More People Made Eligible for Vaccinations Across State and County
All of Group 3 to begin receiving doses on March 10
Gov. Roy Cooper announced at a press conference this afternoon that all people who fall under Group 3 in the North Carolina COVID-19 vaccination rollout will be eligible for vaccinations beginning Wednesday, March 3, while the most high-risk members of Group 4 will become eligible on March 24.
Earlier on Tuesday, Mecklenburg County Public Health (MCPH) announced that, beginning Thursday, March 4, additional first dose appointments will be available for members of Groups 1-3 for appointment dates that will go from March 10 through the end of the month. Appointments for Group 4 will not yet be made available in Mecklenburg County.

While members of Group 3 that work as educators or staff in schools and child-care facilities have already been eligible for vaccinations, Thursday’s opening for Mecklenburg County appointments will include the remaining members of Group 3, including employees who work in critical manufacturing, essential goods, food and agriculture, government and community services, health care and public health, public safety, and transportation.
More specifically, that includes restaurant workers, first responders, grocery workers, pharmacy workers, meat-packing workers, farm workers, U.S. Postal Office workers, clergy, social workers, mass transit workers and more. Find a more comprehensive list here.
MCPH will continue to work with StarMed Healthcare to provide vaccination doses at Bojangles’ Coliseum. Individuals in Groups 1 and 3 who work in Mecklenburg County and people in Group 2 — those who are 65 years or older — who live in Mecklenburg County can make an appointment beginning at 8:30 a.m. on Thursday on the StarMed website or by calling MCPH’s COVID-19 Hotline at 980-314-9400 (option 3 for English and option 8 for Spanish).
Statewide eligibility for the highest risk members of Group 4 will begin on March 24, though no plans have been made for members of that group in Mecklenburg County.
The state will open Group 4 first for people at higher risk of COVID-19 exposure and serious illness resulting from the disease.

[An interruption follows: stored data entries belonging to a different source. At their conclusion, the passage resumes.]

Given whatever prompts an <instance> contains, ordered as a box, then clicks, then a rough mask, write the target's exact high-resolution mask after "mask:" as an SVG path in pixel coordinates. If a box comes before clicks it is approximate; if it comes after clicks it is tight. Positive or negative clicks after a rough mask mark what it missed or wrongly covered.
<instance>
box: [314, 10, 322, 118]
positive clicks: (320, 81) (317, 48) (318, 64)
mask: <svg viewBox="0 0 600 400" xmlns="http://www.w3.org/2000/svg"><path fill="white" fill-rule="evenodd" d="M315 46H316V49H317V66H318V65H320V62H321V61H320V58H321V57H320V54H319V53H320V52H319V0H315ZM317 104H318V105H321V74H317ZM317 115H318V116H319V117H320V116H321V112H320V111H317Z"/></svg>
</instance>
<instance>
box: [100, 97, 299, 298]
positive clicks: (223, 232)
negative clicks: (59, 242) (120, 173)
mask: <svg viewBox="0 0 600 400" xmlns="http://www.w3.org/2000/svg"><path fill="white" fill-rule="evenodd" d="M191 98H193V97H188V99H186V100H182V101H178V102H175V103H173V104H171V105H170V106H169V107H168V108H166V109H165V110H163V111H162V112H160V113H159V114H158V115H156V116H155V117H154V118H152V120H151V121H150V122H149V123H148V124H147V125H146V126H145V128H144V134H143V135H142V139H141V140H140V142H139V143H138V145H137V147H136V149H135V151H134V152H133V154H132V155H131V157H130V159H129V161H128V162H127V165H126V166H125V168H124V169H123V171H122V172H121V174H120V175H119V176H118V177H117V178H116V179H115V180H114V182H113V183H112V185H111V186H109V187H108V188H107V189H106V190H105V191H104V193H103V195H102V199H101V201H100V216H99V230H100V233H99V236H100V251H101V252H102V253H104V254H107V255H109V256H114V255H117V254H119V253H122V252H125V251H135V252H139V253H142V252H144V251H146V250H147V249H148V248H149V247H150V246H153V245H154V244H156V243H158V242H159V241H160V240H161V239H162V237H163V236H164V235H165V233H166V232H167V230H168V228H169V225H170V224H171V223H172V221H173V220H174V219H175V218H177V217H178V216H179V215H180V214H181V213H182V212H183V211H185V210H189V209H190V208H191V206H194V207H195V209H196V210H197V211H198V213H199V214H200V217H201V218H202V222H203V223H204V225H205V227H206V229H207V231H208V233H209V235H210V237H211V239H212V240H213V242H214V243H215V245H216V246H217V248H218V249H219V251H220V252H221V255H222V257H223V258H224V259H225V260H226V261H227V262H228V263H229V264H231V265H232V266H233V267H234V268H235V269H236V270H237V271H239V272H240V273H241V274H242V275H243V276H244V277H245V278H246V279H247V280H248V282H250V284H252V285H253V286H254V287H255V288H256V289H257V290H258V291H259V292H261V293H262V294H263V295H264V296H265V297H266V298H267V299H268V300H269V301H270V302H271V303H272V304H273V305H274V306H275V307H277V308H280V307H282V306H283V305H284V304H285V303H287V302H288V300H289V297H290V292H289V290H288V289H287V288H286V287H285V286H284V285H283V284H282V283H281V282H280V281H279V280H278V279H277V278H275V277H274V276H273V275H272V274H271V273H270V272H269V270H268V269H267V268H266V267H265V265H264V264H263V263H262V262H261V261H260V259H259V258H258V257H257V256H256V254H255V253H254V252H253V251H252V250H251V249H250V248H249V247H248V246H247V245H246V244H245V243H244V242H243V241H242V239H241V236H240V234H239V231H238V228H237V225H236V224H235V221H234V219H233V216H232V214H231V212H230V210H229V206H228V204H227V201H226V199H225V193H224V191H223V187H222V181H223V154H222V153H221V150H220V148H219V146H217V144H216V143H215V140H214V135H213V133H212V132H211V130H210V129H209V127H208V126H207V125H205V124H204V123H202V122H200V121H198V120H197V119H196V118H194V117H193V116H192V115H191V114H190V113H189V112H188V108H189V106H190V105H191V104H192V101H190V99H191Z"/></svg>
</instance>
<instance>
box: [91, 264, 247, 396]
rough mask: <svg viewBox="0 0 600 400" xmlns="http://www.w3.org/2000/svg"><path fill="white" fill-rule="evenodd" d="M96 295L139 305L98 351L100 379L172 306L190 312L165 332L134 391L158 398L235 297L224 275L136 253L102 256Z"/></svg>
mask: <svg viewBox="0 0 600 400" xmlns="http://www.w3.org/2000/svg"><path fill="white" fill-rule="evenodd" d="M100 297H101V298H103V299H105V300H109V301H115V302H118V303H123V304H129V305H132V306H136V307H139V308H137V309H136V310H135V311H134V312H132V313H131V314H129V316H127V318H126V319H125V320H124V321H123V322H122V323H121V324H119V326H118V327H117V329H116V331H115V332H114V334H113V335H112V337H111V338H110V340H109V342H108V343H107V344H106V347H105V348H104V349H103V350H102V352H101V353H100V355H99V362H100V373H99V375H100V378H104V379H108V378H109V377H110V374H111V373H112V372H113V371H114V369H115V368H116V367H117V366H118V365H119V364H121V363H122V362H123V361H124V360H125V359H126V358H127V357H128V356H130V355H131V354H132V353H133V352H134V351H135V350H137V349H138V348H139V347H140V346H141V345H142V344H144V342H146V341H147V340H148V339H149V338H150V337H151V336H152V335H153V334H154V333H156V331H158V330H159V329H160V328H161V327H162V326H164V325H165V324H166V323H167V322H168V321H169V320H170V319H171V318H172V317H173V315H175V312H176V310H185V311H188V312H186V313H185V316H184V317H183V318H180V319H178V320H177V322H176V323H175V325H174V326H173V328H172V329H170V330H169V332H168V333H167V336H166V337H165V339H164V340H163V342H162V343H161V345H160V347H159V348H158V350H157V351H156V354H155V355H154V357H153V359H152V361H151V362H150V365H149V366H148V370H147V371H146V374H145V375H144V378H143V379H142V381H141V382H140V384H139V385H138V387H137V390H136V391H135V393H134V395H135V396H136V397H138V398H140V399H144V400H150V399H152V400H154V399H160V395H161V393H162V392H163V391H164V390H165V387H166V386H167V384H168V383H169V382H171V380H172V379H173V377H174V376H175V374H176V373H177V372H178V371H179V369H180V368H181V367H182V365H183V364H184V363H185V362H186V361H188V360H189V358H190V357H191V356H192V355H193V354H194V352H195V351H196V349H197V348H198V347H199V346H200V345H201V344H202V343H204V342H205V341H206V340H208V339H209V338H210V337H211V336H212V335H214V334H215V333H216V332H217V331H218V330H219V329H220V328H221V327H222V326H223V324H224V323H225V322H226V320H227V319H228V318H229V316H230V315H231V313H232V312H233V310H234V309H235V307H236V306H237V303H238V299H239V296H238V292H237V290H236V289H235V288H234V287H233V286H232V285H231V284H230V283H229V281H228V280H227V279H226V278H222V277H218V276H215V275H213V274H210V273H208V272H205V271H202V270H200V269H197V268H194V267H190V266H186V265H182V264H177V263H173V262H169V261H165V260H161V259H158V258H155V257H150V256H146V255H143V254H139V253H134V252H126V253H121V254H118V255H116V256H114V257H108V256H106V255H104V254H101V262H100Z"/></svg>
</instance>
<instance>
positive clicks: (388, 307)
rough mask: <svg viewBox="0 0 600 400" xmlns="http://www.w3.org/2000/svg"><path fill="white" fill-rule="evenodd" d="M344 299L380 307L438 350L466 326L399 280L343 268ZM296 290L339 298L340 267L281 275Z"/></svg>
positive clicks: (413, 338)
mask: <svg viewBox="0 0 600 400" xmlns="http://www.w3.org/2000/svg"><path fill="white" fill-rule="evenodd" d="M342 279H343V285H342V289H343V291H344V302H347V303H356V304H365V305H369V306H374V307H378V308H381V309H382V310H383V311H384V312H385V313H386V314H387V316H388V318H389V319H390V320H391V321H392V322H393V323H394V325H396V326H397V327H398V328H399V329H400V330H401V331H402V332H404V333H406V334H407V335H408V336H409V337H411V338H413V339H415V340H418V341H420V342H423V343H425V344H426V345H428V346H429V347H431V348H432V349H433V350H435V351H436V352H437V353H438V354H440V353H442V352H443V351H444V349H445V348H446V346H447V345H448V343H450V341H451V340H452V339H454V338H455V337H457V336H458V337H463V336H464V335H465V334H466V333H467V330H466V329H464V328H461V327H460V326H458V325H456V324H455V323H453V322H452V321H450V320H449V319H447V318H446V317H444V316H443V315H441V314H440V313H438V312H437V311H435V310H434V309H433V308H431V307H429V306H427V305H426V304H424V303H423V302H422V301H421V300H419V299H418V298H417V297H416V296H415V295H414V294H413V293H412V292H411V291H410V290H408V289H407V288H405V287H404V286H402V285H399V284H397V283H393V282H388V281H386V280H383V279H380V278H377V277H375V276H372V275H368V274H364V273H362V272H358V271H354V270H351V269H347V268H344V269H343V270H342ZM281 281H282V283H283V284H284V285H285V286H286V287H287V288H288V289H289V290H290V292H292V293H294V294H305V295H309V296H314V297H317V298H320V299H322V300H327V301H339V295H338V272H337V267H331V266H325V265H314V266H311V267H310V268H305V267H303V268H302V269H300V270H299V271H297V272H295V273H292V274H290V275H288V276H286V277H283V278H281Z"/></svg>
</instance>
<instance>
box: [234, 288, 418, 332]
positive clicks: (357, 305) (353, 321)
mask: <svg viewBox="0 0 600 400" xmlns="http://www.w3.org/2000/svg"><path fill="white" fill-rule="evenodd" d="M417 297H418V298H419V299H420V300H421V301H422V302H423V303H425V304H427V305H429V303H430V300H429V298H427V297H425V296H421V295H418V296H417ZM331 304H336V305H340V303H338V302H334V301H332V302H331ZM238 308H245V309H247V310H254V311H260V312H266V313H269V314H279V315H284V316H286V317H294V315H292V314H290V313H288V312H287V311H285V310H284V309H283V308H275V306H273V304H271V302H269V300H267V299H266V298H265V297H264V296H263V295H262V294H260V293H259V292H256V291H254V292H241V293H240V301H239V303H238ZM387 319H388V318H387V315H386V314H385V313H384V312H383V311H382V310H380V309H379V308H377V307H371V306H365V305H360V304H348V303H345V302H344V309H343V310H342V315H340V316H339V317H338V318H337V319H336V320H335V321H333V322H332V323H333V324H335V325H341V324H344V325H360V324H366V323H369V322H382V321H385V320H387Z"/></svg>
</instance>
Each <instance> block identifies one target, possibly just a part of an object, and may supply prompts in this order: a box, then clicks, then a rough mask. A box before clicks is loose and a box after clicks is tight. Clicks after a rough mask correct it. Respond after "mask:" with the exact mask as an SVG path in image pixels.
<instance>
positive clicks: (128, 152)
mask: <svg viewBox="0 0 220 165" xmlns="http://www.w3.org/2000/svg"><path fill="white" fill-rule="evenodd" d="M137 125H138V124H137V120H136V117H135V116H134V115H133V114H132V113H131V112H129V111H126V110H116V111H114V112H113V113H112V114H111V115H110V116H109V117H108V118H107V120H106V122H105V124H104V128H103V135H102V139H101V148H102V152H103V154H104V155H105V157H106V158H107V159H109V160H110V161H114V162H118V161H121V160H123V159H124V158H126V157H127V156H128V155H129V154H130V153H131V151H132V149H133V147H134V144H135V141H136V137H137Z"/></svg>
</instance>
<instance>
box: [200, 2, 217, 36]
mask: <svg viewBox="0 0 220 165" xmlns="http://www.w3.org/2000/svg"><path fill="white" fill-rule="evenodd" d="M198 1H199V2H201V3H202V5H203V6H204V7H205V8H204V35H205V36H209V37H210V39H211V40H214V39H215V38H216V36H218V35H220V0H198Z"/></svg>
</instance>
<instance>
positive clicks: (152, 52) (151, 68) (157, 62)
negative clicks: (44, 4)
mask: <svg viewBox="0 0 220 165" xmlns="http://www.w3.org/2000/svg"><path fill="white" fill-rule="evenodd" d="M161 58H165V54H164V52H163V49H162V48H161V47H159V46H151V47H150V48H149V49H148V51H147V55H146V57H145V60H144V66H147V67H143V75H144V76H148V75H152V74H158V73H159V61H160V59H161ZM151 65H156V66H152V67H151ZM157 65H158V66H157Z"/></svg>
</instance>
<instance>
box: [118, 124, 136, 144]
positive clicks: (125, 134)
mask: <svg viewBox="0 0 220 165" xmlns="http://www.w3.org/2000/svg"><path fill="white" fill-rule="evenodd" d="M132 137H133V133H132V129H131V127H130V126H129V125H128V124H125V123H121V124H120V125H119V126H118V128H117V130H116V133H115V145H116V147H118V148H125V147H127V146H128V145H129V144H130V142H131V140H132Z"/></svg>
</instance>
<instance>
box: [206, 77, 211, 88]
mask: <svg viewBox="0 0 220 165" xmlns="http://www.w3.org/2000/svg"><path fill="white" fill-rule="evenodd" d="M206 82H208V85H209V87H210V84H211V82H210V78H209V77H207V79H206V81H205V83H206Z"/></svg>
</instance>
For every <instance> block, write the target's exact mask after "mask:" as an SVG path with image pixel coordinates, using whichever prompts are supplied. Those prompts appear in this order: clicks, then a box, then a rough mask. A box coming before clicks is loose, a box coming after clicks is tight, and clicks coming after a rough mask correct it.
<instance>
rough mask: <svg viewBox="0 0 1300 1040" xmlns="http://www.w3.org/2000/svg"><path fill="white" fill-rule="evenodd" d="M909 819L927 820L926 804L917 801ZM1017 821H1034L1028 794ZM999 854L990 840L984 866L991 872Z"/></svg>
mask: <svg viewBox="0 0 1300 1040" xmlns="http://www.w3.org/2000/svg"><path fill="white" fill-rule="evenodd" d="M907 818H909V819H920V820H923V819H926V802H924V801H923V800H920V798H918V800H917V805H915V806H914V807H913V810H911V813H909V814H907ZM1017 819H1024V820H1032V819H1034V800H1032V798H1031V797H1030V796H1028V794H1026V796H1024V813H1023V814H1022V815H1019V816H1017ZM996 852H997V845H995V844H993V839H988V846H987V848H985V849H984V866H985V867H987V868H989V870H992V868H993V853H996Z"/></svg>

This includes people with asthma, cancer, COPD, serious heart conditions, sickle cell disease, high blood pressure, Type 2 diabetes, neurological conditions such as dementia and Down syndrome, people in immunocompromised states and others. It also includes smokers both current and former, defined as having smoked at least 100 cigarettes in their lifetime. Find a more comprehensive list here.
Cooper also confirmed on Tuesday that 80,000 doses of the third FDA-approved vaccine, a one-shot vaccination from Johnson & Johnson, will be arriving in North Carolina this week. He also confirmed the launch of a FEMA vaccination camp in Greensboro on March 10 that will provide up to 3,000 vaccinations daily for eight weeks. He said the state hopes to bring on more community sites and mobile clinics to reach underserved communities in the coming weeks.
“The third vaccine and improving vaccine supply will help us get more people vaccinated more quickly. But as we’ve said before, we still don’t have enough vaccines,” Cooper stated. “You may have to wait for an appointment even if today’s action means you are eligible to get vaccinated.”
MCPH has created a waitlist for residents unable to book appointments with the county. Private companies such as Atrium Health and Novant Health are also regularly administering vaccine doses, including at mass vaccination events like those that have been held at Bank of America Stadium and Charlotte Motor Speedway.

According to the N.C. Department of Health and Human Services, as of Monday at midnight, the state had administered 2,320,479 total vaccination doses to residents. That total included 1,464,798 first doses and 855,651 second doses. In Mecklenburg County, there have been approximately 111,975 first doses and 69,400 second doses administered to residents.
On Tuesday, Cooper cited a Kaiser Family Foundation report released in late February that showed North Carolina as the top state for having vaccinated residents 65 years old or older. As of Tuesday, about 60% of the state’s senior citizens had been vaccinated, Cooper claimed.
However, one shortcoming of vaccine distribution was highlighted by a North Carolina Justice Center (NCJC) report released on Tuesday: an alarming racial disparity in administering first doses of the vaccine across the state.
The report, “titled Equity, North Carolina, and the Vaccine,” found that despite making up 71% of the North Carolina population, white people made up 78% of those who had received first doses. Comparatively, Black people make up 22% of the state’s population, though they have received less than 15% of the first doses administered in North Carolina.

“Whether it is disparate COVID-19 outcomes due to pre-existing conditions or race-based vaccination disparity, the foundations of both phenomena are rooted in an ideology that assumes some Americans are disposable while others are valued,” wrote William Munn, PhD, senior policy analyst with NCJC’s Health Advocacy Project and author of the report, in a release on Tuesday.
“Only after this dogma is thoroughly removed from the bedrock of American policymaking will we be able to take real steps toward reforming our health-care system, finally addressing the inequities that have cultivated harm, and beginning the process of repairing trust between North Carolina’s Black community and the leaders charged with delivering equitable quality of life outcomes.”